Editorial
Marilsa Basso (EBP/AMP)
A EBP – Seção SP, com esta publicação, traz um tema cuja invenção se deu em pleno fervor político-social da psicanálise: o dispositivo do cartel na Escola.
Ariel Bogochvol traz sua posição e opinião sobre a atualidade do funcionamento e da função dos cartéis na Escola e na Seção SP.
Massas, grupos, cartéis e rede social, sendo esse último termo o “que perturba os demais desta lista… o estranho familiar”. É o que Rodrigo Lyra Carvalho desenvolve à sua precisa maneira de transmitir o trabalho em cartel: “a nossa rede social”.
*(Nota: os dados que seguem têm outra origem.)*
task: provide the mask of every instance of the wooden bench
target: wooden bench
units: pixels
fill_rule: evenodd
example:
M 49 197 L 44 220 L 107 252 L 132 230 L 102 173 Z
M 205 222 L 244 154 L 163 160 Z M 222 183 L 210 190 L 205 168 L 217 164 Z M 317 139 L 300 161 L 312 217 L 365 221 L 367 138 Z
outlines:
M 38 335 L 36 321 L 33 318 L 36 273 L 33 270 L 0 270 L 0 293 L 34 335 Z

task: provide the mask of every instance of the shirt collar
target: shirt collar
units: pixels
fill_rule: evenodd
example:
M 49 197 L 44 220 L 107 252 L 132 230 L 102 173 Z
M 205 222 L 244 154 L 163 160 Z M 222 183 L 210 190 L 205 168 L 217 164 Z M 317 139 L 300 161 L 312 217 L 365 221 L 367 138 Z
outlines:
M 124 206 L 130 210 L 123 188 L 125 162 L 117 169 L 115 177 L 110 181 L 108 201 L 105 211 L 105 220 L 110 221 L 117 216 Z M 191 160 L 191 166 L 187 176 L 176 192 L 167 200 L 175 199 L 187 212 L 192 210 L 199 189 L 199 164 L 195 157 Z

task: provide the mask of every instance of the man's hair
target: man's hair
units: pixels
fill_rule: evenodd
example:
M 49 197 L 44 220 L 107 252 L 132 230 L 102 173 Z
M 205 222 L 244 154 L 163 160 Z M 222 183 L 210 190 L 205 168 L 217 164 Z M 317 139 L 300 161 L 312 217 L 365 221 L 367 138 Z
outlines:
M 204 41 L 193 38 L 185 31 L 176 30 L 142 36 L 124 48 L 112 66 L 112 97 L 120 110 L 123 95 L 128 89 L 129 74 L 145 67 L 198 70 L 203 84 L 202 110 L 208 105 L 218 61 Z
O “não-membro” articulado à “extimidade do mais-um”, numa experiência singular que fez eco, é uma interpretação possível sustentada no trabalho de Niraldo Santos cuja declaração à Escola demonstra seu laço.
O rigor epistêmico de Daniela Affonso segue as linhas deste seu produto pelo fio de sua questão “A psicanálise nos tempos de novas formas de autoritarismo”.
“Amar e odiar demais” são tomados por Maria de Fátima Luzia como premissas modernas que deixam o sujeito no seu transbordamento de gozo.
Natália Cassim compartilha um pouco de sua experiência na instituição. Lá onde o discurso do mestre impera, qual torção é possível?
Eis porque o trabalho em cartel permite circular nos mais diversos modos de enodamento de nossa rede!
Os Cartéis...
Abertura da Jornada de Cartéis EBP-Seção SP(1)
Ariel Bogochvol (EBP/AMP)
A Jornada de Cartéis é o momento institucional privilegiado para apresentação e discussão dos produtos dos cartéis.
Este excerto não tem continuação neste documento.